When are two biholomorphisms from a domain to open unit disc equal?

Question

Apparently is is true that if $\Omega$ is a domain in $\mathbb{C}$ and $f,g: \Omega \to \mathbb{D}$ are biholomorphic maps which satisfy: there exists $q \in \Omega$ such that $f(q) = g(q)$ and $f'(q), g'(q) > 0$, then $f=g$ everywhere on $\Omega$! It seems magical (like many things in complex analysis) but how can I see that it's true? I suspect that it has something to do with conformal mappings/associated theory, but perhaps not.

Answer 1

This is just a souped-up version of the Schwarz lemma. First, we reduce to the case $\Omega=\mathbb{D}$ and $q=0$. Let $h:\mathbb{D}\to\mathbb{D}$ be a biholomorphism such that $h(f(q))=0$, and consider $F=h\circ g\circ f^{-1}\circ h^{-1}$. This is a biholomorphism $\mathbb{D}\to\mathbb{D}$, and $F(0)=0$. Moreover, $F'(0)>0$ by the chain rule, since the derivatives of $h$ and $h^{-1}$ will cancel out and the derivatives of $g$ and $f^{-1}$ will both be positive.
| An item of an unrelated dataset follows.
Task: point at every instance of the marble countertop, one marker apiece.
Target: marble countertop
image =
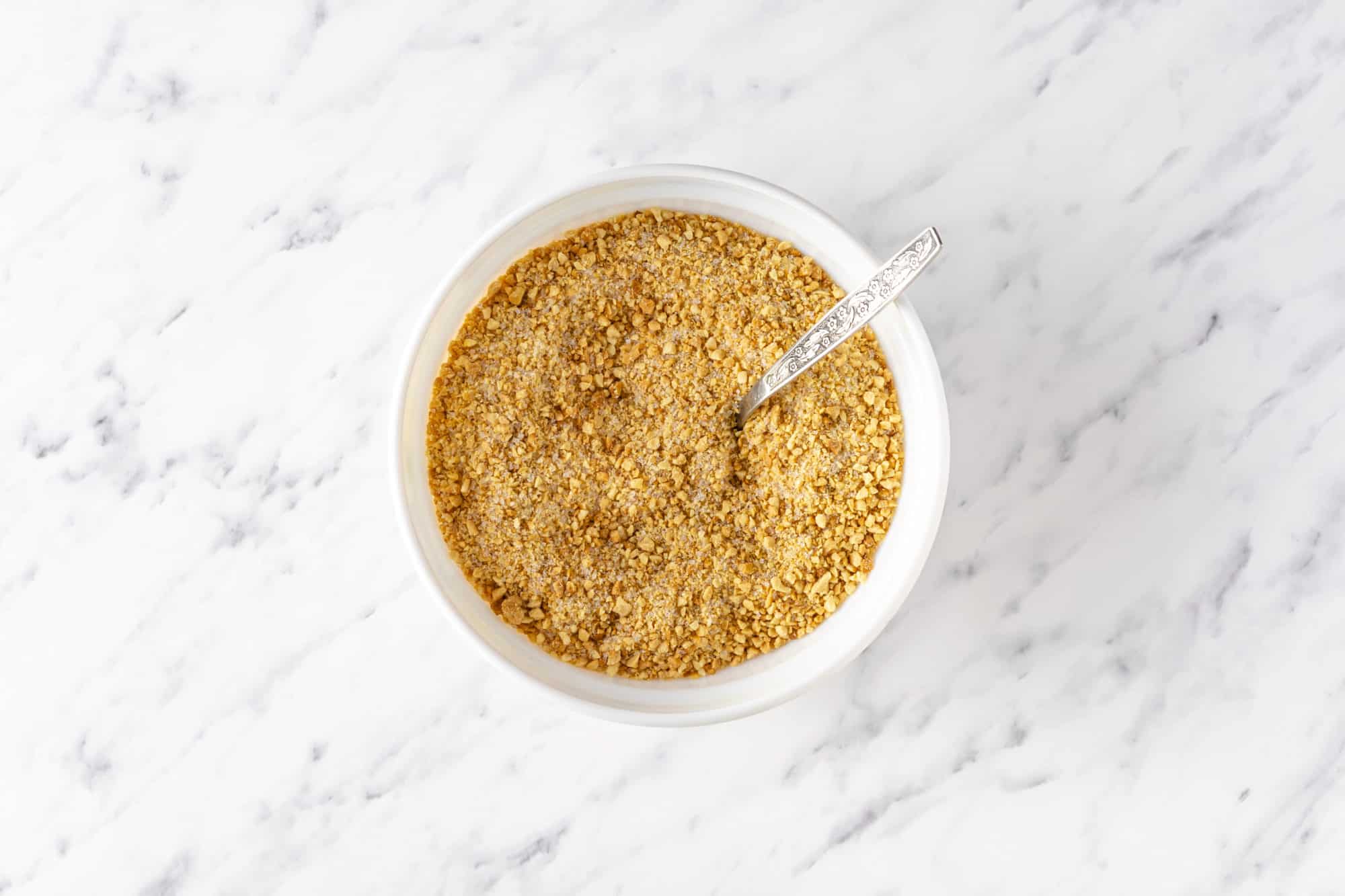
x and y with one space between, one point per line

Now by the Schwarz lemma, $|F(z)|\leq|z|$ for all $z$, with $F(z)=az$ for some constant $a$ if equality ever holds for $z\neq 0$. But the Schwarz lemma also applies to $F^{-1}$, giving $|F^{-1}(w)|\leq |w|$ for all $w$. Letting $w=F(z)$, we get $|z|\leq|F(z)|$, so actually $|z|=|F(z)|$ for all $z$. Thus $F(z)=az$ for some constant $a$. Since $F'(0)>0$, we can only have $a=1$.

Thus $F$ is the identity map. Hence $g\circ f^{-1}=h^{-1}\circ F\circ h$ is also the identity map, and $f=g$.